La vita, scriveva Scerbanenco, è un pozzo delle meraviglie. Dentro c’è tutto: stracci, brillanti e coltellate in gola. Anche Napoli, nel 2042, è un pozzo delle meraviglie. Una città stupenda e vitale in grado di esprimere straordinarie eccellenze: dalla musica al teatro, dalla cucina all’università. Ma anche una città di inascoltabili giaculatorie, di navigazioni a vista, di infiniti sfinimenti e di felicità inattese.

Restiamo seduti su un immenso giacimento d’arte e cultura, ma non siamo ancora riusciti, da quello che vedo, a trasformarlo in impresa, in ricchezza, in petrolio. E la crisi, la maledetta crisi, continua a mordere, esattamente come venticinque anni fa. Per chi la vive ogni giorno, la crisi è ansia che cova sotto la cenere, è una spada sospesa sulla testa che rende tutti più vulnerabili, soprattutto i più deboli, costringendoli a equilibrismi di tutti i tipi per restare aggrappati alla vita.

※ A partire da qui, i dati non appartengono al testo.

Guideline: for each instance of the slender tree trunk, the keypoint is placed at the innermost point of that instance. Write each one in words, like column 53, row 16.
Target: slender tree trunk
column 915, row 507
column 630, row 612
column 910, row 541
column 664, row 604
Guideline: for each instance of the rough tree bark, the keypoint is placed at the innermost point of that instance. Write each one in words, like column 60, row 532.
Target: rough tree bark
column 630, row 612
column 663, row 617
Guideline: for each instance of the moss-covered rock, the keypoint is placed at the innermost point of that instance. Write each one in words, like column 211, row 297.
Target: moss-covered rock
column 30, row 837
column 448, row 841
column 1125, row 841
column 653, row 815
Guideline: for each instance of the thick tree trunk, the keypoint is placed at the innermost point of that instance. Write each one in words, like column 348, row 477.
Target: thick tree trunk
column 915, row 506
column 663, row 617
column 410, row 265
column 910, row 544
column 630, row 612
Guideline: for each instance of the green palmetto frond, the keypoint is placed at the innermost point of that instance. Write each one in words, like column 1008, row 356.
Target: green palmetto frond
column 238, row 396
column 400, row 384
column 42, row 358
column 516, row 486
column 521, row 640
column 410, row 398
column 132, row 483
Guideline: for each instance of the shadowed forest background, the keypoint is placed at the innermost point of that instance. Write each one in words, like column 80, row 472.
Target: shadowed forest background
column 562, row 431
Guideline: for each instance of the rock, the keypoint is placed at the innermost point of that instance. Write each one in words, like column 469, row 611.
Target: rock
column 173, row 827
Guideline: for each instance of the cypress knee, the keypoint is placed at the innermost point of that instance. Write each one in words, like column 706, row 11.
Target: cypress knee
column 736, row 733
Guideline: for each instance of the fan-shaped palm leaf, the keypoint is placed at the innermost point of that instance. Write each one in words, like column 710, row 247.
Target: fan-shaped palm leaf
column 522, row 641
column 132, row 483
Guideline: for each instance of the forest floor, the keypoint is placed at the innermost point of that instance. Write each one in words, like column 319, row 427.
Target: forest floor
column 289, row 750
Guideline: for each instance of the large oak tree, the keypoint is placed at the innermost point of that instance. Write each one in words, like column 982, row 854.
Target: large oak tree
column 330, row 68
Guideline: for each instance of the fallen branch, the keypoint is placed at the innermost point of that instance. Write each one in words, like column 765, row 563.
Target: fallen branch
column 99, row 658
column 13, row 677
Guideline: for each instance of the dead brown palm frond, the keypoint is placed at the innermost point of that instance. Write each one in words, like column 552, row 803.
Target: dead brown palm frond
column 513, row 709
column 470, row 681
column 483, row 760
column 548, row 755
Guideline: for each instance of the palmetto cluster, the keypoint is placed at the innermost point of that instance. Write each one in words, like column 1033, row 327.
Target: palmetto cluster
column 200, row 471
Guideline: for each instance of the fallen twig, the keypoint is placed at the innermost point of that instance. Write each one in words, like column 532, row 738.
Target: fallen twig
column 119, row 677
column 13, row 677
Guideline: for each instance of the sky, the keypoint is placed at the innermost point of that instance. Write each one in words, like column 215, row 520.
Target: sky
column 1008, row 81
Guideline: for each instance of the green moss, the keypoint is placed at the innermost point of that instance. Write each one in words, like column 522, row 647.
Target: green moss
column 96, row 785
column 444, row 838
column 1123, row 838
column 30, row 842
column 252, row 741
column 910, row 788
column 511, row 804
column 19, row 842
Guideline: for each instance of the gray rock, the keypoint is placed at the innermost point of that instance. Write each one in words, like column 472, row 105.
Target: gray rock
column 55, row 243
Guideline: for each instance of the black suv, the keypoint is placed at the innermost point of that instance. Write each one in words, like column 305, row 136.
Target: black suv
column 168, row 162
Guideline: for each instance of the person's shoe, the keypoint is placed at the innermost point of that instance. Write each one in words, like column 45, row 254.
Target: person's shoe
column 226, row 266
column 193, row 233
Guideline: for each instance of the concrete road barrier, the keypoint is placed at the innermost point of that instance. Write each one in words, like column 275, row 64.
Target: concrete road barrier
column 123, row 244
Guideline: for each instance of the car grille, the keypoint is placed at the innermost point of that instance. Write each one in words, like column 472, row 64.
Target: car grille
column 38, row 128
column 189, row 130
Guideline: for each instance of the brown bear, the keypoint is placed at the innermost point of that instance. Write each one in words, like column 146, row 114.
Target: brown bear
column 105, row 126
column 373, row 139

Insomma, tutto è cambiato ma nulla è cambiato realmente. Ricordate quel motivetto tanto in voga nel 2017? Quando la vita si distrae cadono gli uomini, ma la scimmia si rialza, si rialza sempre. Questo è vero dappertutto, ma a Napoli è più vero che altrove, anche nel 2042. Perché a Napoli c’è un gene che neppure l’evoluzione di secoli e secoli riesce a modificare: il gene della resilienza, ovvero della capacità di assorbire ogni urto, ogni evento traumatico, ogni deformazione dello spazio e del tempo, insomma ogni situazione difficile, facendovi fronte con ottimismo, magari riorganizzando la propria vita. Autoriparandosi, insomma, con resilientissima leggerezza.